Relembramos as Regras de Bangkok, que recomendam que “antes ou no momento da prisão, as mulheres com responsabilidades de cuidado de crianças serão autorizadas a tomar providências para essas crianças, incluindo a possibilidade de uma suspensão razoável  da  detenção,  tendo  em  conta o melhor interesse das crianças”. E a regra 29 de Mandela, segundo a qual “a  decisão  de  permitir  que uma criança permaneça com os seus pais na prisão deve  basear-se no superior interesse da criança em causa”.

O caso apresentado neste Apelo Urgente é um exemplo do que ocorre na estrutura do sistema prisional feminino. É um caso que mostra o funcionamento do Sistema de Justiça Criminal brasileiro – um sistema absolutamente apartado da realidade. 

Soraia não é uma exceção, mas uma regra, que eventualmente é atingida por alguma exceção.  

O sistema de justiça criminal brasileira tem em uma ponta a Polícia Militar e na outra o sistema prisional. A Assessoria Popular Maria Felipa entende que sua atuação é uma ação de redução dos danos causados por este sistema, pois a partir do momento em que uma pessoa é abordada pela Policia Militar, a tortura e os tratos cruéis, desumanos ou degradantes têm início, e não irão cessar, pois as instituições que deveriam funcionar como contenção a essas práticas ignoram essas violações, em nome do “combate ao crime” ou do “combate às organizações criminosas”. No Brasil, qualquer grupo de três pessoas pode receber o pomposo título de “organização criminosa”, e, a partir desse título, os direitos e garantias fundamentais, também chamados de direitos humanos, são suspensos na prática.

De forma muito direta, o Brasil se assemelha mais a uma “Gotham City”, onde os pobres e vulnerabilizados serão, cedo ou tarde, alcançados pelo sistema de justiça criminal pelo simples fato de existirem. A decisão sobre esse ou aquele tipo penal é apenas uma máscara necessária para manter o controle sobre o povo brasileiro, seja pelo temor ou pelo desejo de se diferenciar da “ralé brasileira” como bem dito pelo sociólogo Jessé de Souza.

Seguimos na busca incessante pela liberdade de mulheres e pessoas LGBTQIAPN+. Não acreditamos que o cárcere seja uma medida de segurança pública para quem quer que seja, ainda mais nos parâmetros brasileiros. É imperioso que a sociedade brasileira racionalize o debate sobre a Segurança Pública. 

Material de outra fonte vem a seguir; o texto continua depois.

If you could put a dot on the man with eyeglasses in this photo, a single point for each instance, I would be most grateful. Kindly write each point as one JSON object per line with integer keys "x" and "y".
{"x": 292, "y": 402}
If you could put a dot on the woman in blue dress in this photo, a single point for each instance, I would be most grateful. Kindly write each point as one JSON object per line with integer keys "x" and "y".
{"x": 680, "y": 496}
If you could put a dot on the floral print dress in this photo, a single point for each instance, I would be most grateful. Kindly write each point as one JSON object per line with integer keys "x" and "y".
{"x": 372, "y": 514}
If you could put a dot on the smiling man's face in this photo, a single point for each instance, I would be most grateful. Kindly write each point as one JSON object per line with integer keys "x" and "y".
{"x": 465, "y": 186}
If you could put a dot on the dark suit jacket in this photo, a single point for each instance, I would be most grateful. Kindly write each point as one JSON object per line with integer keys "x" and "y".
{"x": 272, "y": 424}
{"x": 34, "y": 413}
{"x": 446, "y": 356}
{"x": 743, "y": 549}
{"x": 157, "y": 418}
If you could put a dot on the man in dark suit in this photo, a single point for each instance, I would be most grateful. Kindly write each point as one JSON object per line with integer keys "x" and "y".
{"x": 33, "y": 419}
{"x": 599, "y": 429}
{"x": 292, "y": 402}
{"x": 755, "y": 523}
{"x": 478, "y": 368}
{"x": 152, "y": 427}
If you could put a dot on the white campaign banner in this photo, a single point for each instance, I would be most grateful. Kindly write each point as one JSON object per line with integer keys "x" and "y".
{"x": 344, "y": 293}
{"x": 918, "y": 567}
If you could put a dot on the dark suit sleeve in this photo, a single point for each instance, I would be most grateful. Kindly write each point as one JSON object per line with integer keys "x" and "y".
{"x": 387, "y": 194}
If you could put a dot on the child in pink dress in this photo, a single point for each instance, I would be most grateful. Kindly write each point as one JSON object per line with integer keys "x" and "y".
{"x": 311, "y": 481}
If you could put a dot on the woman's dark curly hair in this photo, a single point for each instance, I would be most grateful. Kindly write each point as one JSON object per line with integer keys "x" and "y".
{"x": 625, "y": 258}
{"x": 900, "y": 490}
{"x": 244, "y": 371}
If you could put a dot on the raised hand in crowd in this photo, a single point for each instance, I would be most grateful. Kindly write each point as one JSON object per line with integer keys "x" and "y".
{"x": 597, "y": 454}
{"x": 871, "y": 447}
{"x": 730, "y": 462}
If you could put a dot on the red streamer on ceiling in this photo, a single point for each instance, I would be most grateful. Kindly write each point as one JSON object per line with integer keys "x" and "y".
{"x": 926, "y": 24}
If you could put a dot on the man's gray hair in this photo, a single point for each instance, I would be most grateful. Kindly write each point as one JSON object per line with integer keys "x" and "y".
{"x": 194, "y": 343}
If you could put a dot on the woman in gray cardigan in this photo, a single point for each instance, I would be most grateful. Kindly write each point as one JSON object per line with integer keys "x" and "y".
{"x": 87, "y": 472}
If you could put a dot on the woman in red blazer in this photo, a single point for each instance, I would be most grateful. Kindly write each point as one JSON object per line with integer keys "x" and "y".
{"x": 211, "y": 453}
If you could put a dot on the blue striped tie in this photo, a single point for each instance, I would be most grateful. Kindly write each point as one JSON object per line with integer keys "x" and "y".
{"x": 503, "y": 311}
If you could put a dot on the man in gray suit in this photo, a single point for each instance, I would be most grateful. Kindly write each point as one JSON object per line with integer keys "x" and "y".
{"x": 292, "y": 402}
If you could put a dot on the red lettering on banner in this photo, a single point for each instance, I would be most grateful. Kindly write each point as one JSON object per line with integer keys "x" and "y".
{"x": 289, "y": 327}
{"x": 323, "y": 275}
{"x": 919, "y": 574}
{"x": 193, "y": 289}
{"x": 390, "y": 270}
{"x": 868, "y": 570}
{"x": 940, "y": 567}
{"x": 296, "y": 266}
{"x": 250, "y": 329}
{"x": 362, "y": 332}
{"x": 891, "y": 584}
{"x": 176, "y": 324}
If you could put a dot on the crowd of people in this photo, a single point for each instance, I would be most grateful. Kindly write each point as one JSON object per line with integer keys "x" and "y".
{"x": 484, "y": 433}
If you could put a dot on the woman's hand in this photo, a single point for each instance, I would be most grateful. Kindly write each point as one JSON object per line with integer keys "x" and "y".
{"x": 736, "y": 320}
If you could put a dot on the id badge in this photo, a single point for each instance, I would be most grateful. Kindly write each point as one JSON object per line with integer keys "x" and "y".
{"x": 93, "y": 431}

O caso apresentado segue com a equipe jurídica e psicossocial da APMF, que foi responsável pelo Apelo Urgente. A intenção não é apenas de promover a reparação e a segurança “apenas” desta vítima, mas também das mais de 300 vítimas de tortura ou maus tratos acolhidas todo ano pela organização, assim como seus mais de mil familiares. 

A pessoa que sofre tortura no sistema prisional brasileiro e denuncia, não recebe qualquer proteção do aparato estatal, uma vez que não se enquadra nas normativas que regulam o programa para defensores de direitos humanos, comunicadores e ambientalistas (PPDH) ou para o Programa de Proteção a Vítimas e Testemunhas ameaçadas. Na verdade, ocorre uma revitimização de quem denuncia, pois a pessoa se torna alvo de mais violências e omissões. Além disso, corre o risco de cumprir processos disciplinares como represália, resultando em mais aprisionamento. 

Apresentar o caso da Soraia ao Sistema ONU é uma ação necessária para visibilizar pera o governo do Brasil e de Minas Gerais a necessidade de um programa para proteção das vítimas de tortura que denunciam torturas contra o sistema prisional e permanecem sob a guarda dele, como uma estratégia de prevenção e combate à tortura.